Is There Any Other Evidence That Finasteride Causes Congenital Anomalies?

To date, no large-scale, well-controlled studies have confirmed an increased risk of congenital anomalies from paternal finasteride use. 

Danish Nationwide Study (2017)

Study Type: A large-scale epidemiological study using data from national birth registries.^[23]Anderson, J.T., Jenson, T.B., Horwitz, H., Clausen, S.S. (2019). Paternal exposure to finasteride – Before and during pregnancy. Pharmacoepidemiology and Drug Safety. 28(16). Conference … Continue reading 

Findings: No increased risk of congenital anomalies in children of men who had taken finasteride before conception. The risk of miscarriage was also not elevated.

Conclusion: No strong evidence linking paternal finasteride use to birth defects.
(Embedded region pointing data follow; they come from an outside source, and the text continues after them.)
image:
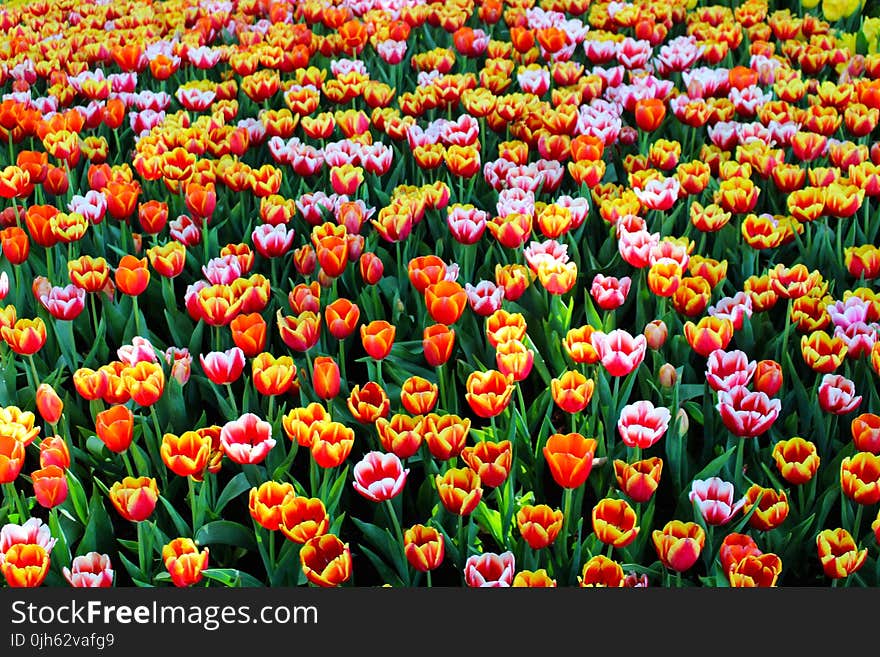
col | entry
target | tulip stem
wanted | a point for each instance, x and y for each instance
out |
(15, 501)
(232, 399)
(94, 313)
(566, 515)
(36, 376)
(127, 461)
(857, 523)
(137, 316)
(192, 503)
Case Reports and Small Studies

Some isolated case reports have suggested a potential association between paternal finasteride use and reproductive issues in offspring.^[24]Ahn, K.H., Shin, J., Hong, S.C., Han, JY., Lee, E.H., Lee, J.S., Oh, M.J., Kim, H.J. (2015). Pregnancy Outcomes with Paternal Exposure to Finasteride, a Synthetic 5-Alpha-Reductase Inhibitor: A Case … Continue reading However, these reports often lack proper controls and fail to rule out other factors such as genetics, environmental exposures, or maternal health conditions.

Final Thoughts

While the study we have discussed in this article highlights a statistical association between paternal finasteride exposure and cryptorchidism, it does not establish causation. The limitations of FAERS data, including reporting bias and the absence of a control population, make it difficult to draw firm conclusions. Additionally, biological plausibility remains weak, given the extremely low levels of finasteride in semen and the lack of strong evidence linking paternal exposure to congenital anomalies. Ultimately, while more research is warranted, current data does not suggest a major cause for concern. Men using finasteride should, however, discuss any reproductive concerns with their healthcare provider before making any decisions.